Arsenic in drinking water threatens up to 60 million in Pakistan
t has been called the largest mass poisoning in history. After wells were drilled in Bangladesh and the rest of the Indian subcontinent in the 1970s, millions of people have been exposed to arsenic in drinking water. When leached into water from surrounding rocks and soil, the metal can—at high concentrations—cause skin lesions, cancer, cardiovascular diseases, and neurodevelopmental delays. Now, a study suggests Pakistan might be grappling with its own arsenic emergency, with up to 60 million people exposed to contaminated water.

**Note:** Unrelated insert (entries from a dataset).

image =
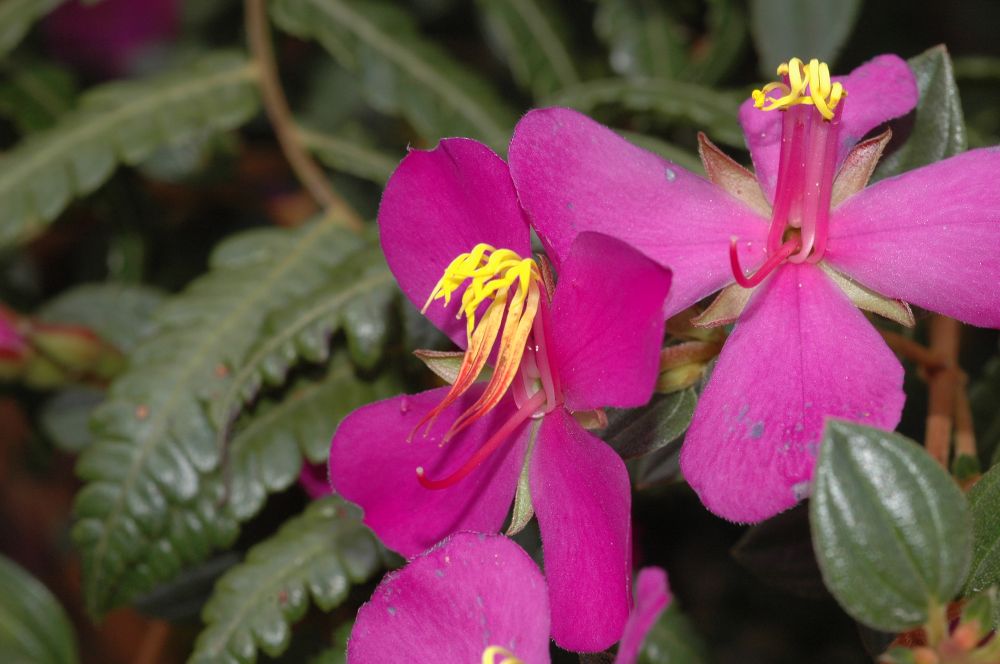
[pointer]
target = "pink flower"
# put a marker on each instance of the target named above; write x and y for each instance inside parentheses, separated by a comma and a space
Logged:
(427, 465)
(106, 36)
(478, 598)
(800, 351)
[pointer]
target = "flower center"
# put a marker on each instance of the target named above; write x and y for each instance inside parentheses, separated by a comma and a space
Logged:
(491, 654)
(516, 306)
(810, 128)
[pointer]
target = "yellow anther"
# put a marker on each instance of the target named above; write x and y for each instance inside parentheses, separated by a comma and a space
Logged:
(491, 653)
(808, 84)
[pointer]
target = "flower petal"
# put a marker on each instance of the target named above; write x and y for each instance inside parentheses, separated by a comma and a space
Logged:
(373, 465)
(451, 603)
(879, 90)
(607, 323)
(652, 595)
(581, 494)
(439, 204)
(799, 353)
(573, 175)
(928, 236)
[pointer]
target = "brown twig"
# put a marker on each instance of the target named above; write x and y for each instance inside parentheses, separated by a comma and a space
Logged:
(306, 169)
(942, 386)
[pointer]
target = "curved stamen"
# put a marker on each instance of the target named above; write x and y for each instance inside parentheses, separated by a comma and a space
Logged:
(488, 448)
(786, 250)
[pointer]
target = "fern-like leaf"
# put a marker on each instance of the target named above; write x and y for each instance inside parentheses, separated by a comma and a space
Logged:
(118, 122)
(318, 554)
(154, 438)
(403, 73)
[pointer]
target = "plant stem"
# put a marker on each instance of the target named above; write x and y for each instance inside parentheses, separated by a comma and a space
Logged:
(306, 169)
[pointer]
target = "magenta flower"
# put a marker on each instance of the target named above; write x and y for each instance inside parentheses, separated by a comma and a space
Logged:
(478, 598)
(450, 459)
(800, 351)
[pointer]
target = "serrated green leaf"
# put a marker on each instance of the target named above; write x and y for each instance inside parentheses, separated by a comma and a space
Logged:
(890, 527)
(402, 73)
(635, 432)
(318, 554)
(643, 38)
(349, 156)
(121, 314)
(117, 122)
(17, 16)
(154, 438)
(984, 502)
(35, 93)
(355, 297)
(526, 33)
(266, 453)
(785, 29)
(712, 111)
(939, 129)
(673, 640)
(34, 628)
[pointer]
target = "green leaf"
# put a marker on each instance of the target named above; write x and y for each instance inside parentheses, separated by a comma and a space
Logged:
(643, 38)
(785, 29)
(527, 34)
(348, 155)
(35, 93)
(266, 453)
(403, 73)
(358, 302)
(891, 529)
(710, 110)
(145, 510)
(673, 640)
(984, 502)
(117, 122)
(17, 16)
(939, 129)
(635, 432)
(318, 554)
(34, 629)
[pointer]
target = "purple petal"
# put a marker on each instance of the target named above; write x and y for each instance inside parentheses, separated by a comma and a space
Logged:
(652, 595)
(373, 465)
(451, 603)
(575, 175)
(607, 323)
(879, 90)
(928, 236)
(800, 353)
(581, 495)
(439, 204)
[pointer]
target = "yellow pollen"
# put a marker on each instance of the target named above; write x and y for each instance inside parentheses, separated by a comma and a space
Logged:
(491, 653)
(512, 285)
(808, 84)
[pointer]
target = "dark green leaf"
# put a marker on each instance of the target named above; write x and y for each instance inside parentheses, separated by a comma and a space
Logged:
(318, 554)
(402, 72)
(639, 431)
(890, 527)
(673, 640)
(939, 128)
(145, 510)
(709, 110)
(984, 501)
(117, 122)
(527, 35)
(643, 38)
(785, 29)
(34, 629)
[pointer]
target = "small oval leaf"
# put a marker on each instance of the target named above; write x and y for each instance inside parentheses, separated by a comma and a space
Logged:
(890, 528)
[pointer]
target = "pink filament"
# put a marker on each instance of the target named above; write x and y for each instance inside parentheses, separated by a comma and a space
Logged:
(526, 410)
(776, 259)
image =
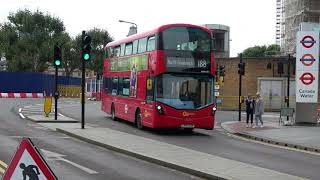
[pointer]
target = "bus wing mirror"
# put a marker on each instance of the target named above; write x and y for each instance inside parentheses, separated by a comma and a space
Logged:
(149, 84)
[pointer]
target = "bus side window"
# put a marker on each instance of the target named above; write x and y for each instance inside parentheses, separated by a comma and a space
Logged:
(142, 47)
(116, 51)
(150, 90)
(122, 49)
(114, 83)
(128, 50)
(135, 47)
(151, 46)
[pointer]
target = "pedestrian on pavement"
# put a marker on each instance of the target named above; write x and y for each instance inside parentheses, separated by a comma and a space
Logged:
(250, 102)
(259, 109)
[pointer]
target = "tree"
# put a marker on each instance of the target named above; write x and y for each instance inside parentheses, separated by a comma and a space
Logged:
(100, 38)
(261, 51)
(31, 38)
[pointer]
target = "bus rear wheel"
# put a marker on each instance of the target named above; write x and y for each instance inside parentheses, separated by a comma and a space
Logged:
(113, 113)
(138, 120)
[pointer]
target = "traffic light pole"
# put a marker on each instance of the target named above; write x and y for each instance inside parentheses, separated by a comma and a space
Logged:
(240, 87)
(82, 87)
(55, 95)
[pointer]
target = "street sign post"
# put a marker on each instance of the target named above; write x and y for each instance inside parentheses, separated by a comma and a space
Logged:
(28, 162)
(47, 105)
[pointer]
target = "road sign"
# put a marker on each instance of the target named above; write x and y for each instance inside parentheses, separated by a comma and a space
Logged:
(47, 105)
(307, 87)
(307, 78)
(307, 59)
(27, 162)
(307, 66)
(307, 41)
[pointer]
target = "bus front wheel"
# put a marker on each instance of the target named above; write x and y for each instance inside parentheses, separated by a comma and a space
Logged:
(138, 120)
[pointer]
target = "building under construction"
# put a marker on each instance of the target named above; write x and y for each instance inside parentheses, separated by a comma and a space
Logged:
(297, 15)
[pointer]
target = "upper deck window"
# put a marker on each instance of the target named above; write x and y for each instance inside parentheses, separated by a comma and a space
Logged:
(128, 49)
(142, 47)
(186, 38)
(151, 46)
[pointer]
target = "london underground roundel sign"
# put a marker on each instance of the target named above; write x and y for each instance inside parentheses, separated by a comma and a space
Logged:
(307, 59)
(307, 41)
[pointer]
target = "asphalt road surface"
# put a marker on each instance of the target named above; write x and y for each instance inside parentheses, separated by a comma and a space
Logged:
(214, 142)
(72, 159)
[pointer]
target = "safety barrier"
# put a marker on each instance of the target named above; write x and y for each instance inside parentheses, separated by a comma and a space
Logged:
(69, 91)
(271, 103)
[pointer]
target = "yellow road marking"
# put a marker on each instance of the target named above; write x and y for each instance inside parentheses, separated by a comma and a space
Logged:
(272, 145)
(3, 164)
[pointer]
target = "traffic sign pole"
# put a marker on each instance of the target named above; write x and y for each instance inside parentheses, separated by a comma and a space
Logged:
(82, 88)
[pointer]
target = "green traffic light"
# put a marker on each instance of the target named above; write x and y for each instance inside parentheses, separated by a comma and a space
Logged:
(86, 56)
(57, 62)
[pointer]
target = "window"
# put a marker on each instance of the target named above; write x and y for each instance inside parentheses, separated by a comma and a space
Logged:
(128, 49)
(122, 49)
(142, 45)
(151, 46)
(186, 38)
(135, 47)
(120, 84)
(114, 86)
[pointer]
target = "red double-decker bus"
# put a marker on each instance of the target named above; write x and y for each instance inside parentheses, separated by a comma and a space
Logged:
(163, 78)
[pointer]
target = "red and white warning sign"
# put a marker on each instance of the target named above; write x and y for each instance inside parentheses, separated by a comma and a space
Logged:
(307, 67)
(27, 163)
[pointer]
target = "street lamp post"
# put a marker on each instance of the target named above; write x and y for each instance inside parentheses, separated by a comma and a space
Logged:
(133, 29)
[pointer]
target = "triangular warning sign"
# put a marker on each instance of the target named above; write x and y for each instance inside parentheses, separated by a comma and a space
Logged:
(27, 163)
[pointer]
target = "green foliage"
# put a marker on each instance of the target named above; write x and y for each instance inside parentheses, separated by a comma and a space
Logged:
(99, 39)
(27, 41)
(261, 51)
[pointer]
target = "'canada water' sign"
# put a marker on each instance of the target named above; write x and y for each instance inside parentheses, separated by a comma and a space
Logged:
(307, 67)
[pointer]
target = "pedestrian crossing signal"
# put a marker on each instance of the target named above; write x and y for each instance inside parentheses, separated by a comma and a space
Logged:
(57, 55)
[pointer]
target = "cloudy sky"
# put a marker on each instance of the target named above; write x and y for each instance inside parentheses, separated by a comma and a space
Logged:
(252, 22)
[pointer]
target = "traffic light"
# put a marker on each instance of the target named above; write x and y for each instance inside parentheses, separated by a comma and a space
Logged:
(242, 67)
(280, 68)
(86, 48)
(222, 70)
(57, 56)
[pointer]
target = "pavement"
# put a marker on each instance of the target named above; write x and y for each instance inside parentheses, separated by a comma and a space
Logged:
(183, 159)
(294, 136)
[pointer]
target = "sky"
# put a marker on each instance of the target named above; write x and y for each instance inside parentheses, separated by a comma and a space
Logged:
(251, 22)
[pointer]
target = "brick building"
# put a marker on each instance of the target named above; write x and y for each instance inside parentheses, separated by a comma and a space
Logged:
(261, 74)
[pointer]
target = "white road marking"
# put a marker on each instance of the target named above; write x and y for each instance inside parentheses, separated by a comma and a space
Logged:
(22, 116)
(272, 145)
(56, 156)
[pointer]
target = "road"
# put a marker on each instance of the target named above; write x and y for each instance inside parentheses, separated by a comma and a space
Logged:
(214, 142)
(69, 158)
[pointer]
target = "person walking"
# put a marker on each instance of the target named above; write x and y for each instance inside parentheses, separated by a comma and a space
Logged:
(259, 110)
(250, 102)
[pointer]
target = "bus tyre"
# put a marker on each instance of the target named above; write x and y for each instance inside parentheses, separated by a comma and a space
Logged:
(188, 130)
(138, 120)
(113, 113)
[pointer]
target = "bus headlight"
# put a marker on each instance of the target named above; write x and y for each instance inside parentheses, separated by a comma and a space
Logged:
(159, 109)
(214, 109)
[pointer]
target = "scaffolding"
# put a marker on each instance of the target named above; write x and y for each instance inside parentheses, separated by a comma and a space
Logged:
(296, 12)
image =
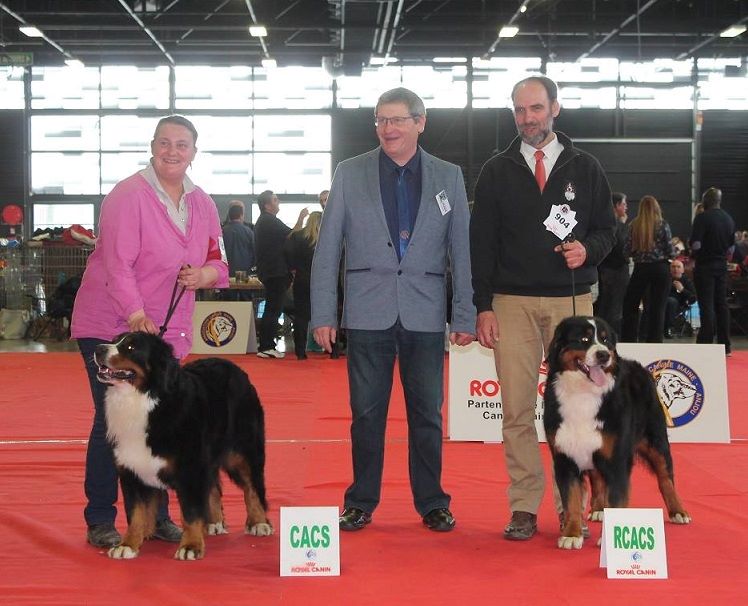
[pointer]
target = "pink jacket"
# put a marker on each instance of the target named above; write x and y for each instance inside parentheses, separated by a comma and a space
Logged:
(138, 254)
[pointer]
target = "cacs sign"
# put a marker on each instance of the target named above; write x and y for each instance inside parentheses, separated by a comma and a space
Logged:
(310, 542)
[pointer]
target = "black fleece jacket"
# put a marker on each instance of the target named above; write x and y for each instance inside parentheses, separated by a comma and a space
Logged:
(511, 250)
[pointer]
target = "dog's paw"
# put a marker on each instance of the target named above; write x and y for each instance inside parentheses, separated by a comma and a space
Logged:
(680, 517)
(263, 529)
(188, 553)
(218, 528)
(570, 542)
(122, 552)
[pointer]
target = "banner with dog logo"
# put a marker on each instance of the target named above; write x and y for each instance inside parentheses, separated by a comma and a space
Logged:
(223, 327)
(310, 542)
(633, 544)
(691, 382)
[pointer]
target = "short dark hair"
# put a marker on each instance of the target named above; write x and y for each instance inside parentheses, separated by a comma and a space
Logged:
(236, 212)
(264, 199)
(711, 198)
(180, 121)
(403, 95)
(549, 85)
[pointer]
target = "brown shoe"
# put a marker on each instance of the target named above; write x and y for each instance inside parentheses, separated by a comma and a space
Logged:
(521, 527)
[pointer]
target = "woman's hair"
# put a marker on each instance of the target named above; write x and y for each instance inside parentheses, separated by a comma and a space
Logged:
(643, 227)
(180, 121)
(311, 230)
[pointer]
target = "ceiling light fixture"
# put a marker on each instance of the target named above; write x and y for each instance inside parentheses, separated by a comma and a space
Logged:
(732, 31)
(30, 31)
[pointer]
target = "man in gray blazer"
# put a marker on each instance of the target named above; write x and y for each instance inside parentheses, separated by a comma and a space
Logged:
(402, 216)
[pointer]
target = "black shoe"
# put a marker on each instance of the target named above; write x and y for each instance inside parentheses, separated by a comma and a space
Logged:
(440, 520)
(103, 535)
(353, 518)
(166, 530)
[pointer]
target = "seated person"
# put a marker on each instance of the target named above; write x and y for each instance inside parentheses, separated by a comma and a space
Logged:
(682, 295)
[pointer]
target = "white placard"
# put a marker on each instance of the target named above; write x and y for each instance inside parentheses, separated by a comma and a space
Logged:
(310, 542)
(633, 544)
(691, 382)
(475, 412)
(223, 327)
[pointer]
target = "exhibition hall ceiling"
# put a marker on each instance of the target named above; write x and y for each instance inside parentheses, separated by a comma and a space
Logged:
(344, 35)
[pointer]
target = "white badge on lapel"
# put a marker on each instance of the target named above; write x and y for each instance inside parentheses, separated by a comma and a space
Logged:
(560, 220)
(443, 202)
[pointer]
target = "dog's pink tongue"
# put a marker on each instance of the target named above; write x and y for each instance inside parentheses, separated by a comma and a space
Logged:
(598, 376)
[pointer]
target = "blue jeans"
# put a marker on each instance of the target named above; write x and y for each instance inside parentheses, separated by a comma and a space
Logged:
(371, 360)
(100, 483)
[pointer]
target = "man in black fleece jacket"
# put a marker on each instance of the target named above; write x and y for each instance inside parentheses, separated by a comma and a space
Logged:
(524, 276)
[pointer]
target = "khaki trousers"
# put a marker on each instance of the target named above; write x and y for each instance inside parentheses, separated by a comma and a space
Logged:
(526, 326)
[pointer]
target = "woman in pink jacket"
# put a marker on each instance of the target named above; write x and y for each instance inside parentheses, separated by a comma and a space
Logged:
(156, 228)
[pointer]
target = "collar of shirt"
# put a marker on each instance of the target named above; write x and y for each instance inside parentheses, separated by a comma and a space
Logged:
(413, 165)
(552, 151)
(177, 215)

The extent of the problem first became clear in the 1990s, when a series of studies found high arsenic concentrations across the Ganges-Brahmaputra Delta. The World Health Organization (WHO) warned that 35 million to 77 million people in Bangladesh could be at risk of drinking water with unsafe levels of arsenic. And in 2014, WHO estimated that about 200 million people worldwide are exposed to concentrations exceeding the recommended limit of 10 micrograms per liter of water. Most live in Bangladesh, India, Vietnam, and Nepal.
Previous studies had revealed that groundwater in some areas of Pakistan also contained high levels of arsenic. But the extent of those risks was unknown, says Joel Podgorski, an environmental scientist at the Swiss Federal Institute of Aquatic Science and Technology in Dübendorf and lead author of the new study.